The Law 32/2006 of 18 October, regulating subcontracting in the construction industry, was born mainly because of the high accident rate, which was attributed to the widespread practice of subcontracting in the sector. Excess subcontracting chains involved, as the legal text, the quality of services provided and facilitates the emergence of practices incompatible with the safety and health at work. This Act deals for the first time, regulation of contracting and defends a number of guarantees of specialization and organization of production to avoid a security risk and health of workers. This Act therefore establishes the following measures: – Requires compliance with a maximum of three levels of subcontracting, with very special conditions to be overcome. – Requires certain quality requirements and solvency for companies in this sector.
Having to prove training in occupational risk prevention of human resources, organization detention of the company and the quality of employment specifying minimum conditions of stability in the whole enterprise. – Introduce transparency in the construction through documentation systems and strengthening the participation of workers in all the companies involved in the work. The scope of the Act extends to contracts to be concluded, contract for the execution of the following work performed at construction: excavation, earth-moving, construction, assembly and dis-assembly of prefabricated elements; packaging or facilities; transformation, rehabilitation, repair, dismantling, demolition, maintenance, conservation and painting and cleaning, sanitation. Works that according to Royal Decree 1627/97 of 24 October, are a non-exhaustive list of what is meant by construction or civil engineering. The limitations provided by this Act for the contract are : – The sponsor may contract directly with contractors who wish to either natural or legal persons. – The Contractor may contract with companies or self-employed subcontractors execution of the work that has contracted with the Promoter. For assistance, try visiting John Savignano. – The first and second contractor may subcontract the performance of the work they have contracted, except for those companies whose organization put to use productively in the work consists mainly in providing workforce whose staff are hand tools or portable power In this case it may not subcontract regardless of the level at which they are. – The third subcontractor may not subcontract.

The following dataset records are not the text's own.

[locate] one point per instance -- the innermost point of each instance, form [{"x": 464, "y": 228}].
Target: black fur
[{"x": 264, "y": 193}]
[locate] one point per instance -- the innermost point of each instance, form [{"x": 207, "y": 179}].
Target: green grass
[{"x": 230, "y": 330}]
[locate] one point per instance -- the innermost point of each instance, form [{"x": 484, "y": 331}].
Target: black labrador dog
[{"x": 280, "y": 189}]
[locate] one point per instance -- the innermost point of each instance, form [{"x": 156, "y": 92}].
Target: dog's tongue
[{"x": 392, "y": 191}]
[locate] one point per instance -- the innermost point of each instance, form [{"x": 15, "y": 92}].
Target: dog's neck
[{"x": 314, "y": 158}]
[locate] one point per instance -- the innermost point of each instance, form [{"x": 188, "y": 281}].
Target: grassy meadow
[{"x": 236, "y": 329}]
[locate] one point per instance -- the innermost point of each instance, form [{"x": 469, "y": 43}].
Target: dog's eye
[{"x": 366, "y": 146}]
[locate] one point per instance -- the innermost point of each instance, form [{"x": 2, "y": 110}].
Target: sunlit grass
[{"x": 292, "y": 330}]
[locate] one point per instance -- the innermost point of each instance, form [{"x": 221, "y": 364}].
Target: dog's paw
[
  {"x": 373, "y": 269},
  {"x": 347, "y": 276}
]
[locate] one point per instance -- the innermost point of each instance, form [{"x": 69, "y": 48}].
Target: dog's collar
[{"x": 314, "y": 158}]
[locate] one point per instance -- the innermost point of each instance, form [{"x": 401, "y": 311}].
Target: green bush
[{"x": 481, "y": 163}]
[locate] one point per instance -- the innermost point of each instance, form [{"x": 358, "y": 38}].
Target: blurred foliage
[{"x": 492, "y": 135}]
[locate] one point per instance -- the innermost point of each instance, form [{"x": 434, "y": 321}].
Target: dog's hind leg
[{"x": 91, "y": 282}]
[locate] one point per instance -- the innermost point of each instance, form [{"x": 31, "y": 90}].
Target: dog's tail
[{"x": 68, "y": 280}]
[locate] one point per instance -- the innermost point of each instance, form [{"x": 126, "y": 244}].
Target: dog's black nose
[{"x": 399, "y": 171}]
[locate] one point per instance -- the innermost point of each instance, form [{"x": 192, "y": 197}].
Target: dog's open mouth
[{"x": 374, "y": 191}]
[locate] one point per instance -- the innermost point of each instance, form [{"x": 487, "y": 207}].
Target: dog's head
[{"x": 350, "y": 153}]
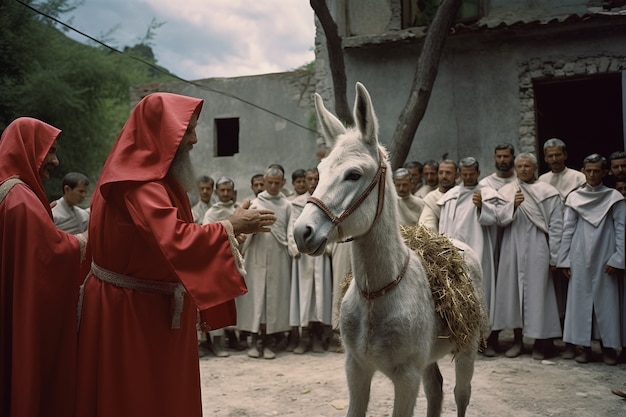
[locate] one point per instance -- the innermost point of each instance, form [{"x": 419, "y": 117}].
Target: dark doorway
[{"x": 584, "y": 113}]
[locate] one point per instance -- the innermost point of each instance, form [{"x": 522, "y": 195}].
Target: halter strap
[
  {"x": 379, "y": 179},
  {"x": 393, "y": 284}
]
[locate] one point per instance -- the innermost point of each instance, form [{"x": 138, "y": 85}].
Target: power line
[{"x": 161, "y": 70}]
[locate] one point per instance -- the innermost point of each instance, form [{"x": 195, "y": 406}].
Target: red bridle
[{"x": 378, "y": 178}]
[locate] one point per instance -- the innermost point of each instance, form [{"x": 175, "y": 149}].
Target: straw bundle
[{"x": 456, "y": 301}]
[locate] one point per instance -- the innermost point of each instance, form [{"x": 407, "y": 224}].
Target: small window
[
  {"x": 417, "y": 13},
  {"x": 227, "y": 136}
]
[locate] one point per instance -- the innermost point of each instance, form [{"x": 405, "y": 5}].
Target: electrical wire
[{"x": 161, "y": 70}]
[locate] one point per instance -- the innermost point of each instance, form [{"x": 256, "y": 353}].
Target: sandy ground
[{"x": 314, "y": 385}]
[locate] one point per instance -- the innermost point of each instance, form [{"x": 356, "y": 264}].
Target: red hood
[
  {"x": 148, "y": 141},
  {"x": 23, "y": 147}
]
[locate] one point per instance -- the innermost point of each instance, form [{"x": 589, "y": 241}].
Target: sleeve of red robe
[
  {"x": 39, "y": 278},
  {"x": 200, "y": 256}
]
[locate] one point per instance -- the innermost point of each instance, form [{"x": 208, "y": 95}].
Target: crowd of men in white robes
[{"x": 552, "y": 247}]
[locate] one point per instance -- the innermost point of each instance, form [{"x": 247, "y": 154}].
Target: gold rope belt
[{"x": 175, "y": 289}]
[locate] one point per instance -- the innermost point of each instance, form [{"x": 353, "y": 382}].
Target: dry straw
[{"x": 456, "y": 300}]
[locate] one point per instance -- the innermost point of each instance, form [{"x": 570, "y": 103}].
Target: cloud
[{"x": 204, "y": 39}]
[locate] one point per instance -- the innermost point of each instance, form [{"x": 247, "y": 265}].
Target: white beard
[{"x": 182, "y": 170}]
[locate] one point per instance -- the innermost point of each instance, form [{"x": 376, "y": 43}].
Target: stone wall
[{"x": 555, "y": 68}]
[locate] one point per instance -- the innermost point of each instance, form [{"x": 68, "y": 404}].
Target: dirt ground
[{"x": 314, "y": 385}]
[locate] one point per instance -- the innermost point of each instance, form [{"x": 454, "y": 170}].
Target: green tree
[{"x": 81, "y": 89}]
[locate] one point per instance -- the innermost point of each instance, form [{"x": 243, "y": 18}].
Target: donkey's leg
[
  {"x": 464, "y": 370},
  {"x": 433, "y": 389},
  {"x": 359, "y": 383},
  {"x": 406, "y": 380}
]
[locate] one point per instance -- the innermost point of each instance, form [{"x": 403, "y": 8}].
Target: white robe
[
  {"x": 215, "y": 213},
  {"x": 593, "y": 236},
  {"x": 496, "y": 182},
  {"x": 565, "y": 181},
  {"x": 71, "y": 219},
  {"x": 219, "y": 211},
  {"x": 311, "y": 280},
  {"x": 462, "y": 220},
  {"x": 198, "y": 211},
  {"x": 268, "y": 267},
  {"x": 409, "y": 210},
  {"x": 423, "y": 190},
  {"x": 431, "y": 211},
  {"x": 525, "y": 296}
]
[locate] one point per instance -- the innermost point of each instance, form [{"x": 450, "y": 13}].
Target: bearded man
[
  {"x": 39, "y": 279},
  {"x": 153, "y": 267}
]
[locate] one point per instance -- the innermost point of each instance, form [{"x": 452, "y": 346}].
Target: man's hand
[
  {"x": 246, "y": 220},
  {"x": 614, "y": 272},
  {"x": 519, "y": 198},
  {"x": 477, "y": 199}
]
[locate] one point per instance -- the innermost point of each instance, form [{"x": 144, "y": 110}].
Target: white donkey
[{"x": 388, "y": 320}]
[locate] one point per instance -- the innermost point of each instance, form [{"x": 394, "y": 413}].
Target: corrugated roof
[
  {"x": 498, "y": 19},
  {"x": 502, "y": 18}
]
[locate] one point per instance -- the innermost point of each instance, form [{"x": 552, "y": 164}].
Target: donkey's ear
[
  {"x": 330, "y": 125},
  {"x": 364, "y": 115}
]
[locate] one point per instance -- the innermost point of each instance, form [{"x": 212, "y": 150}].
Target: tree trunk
[
  {"x": 335, "y": 59},
  {"x": 423, "y": 81}
]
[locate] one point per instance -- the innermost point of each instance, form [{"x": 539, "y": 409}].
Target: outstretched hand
[{"x": 247, "y": 220}]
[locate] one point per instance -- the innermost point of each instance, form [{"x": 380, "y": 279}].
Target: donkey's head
[{"x": 348, "y": 198}]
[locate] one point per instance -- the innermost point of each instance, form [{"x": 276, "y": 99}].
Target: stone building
[
  {"x": 518, "y": 71},
  {"x": 248, "y": 123}
]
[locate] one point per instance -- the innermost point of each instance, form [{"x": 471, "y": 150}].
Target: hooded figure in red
[
  {"x": 138, "y": 350},
  {"x": 39, "y": 280}
]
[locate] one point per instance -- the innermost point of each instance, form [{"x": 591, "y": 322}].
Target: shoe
[
  {"x": 584, "y": 357},
  {"x": 268, "y": 353},
  {"x": 317, "y": 345},
  {"x": 303, "y": 346},
  {"x": 217, "y": 349},
  {"x": 253, "y": 352},
  {"x": 609, "y": 356},
  {"x": 489, "y": 352},
  {"x": 569, "y": 352},
  {"x": 619, "y": 393},
  {"x": 538, "y": 355},
  {"x": 293, "y": 343},
  {"x": 514, "y": 351},
  {"x": 203, "y": 351},
  {"x": 234, "y": 343}
]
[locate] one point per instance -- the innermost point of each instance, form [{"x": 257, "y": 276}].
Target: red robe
[
  {"x": 131, "y": 361},
  {"x": 39, "y": 280}
]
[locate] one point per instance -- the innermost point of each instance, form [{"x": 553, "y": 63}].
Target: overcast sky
[{"x": 206, "y": 38}]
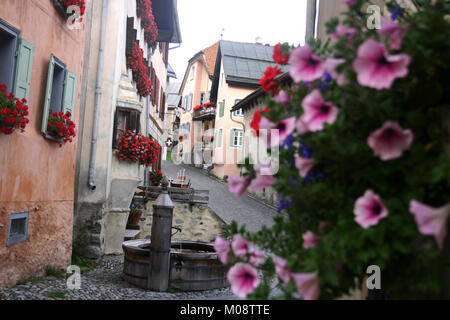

– A self-employed may not subcontract the work entrusted to him. Exceptional enlargement of the third level of outsourcing will be given in cases duly substantiated by chance: – Requirement of specialization of work. – Complications production techniques. – Circumstances of force more for which to cross the actors involved in the work, and at all times in the opinion of the architects. This is a roughly summarized by the new Law of Contract, with a slight preamble, very successful in my opinion.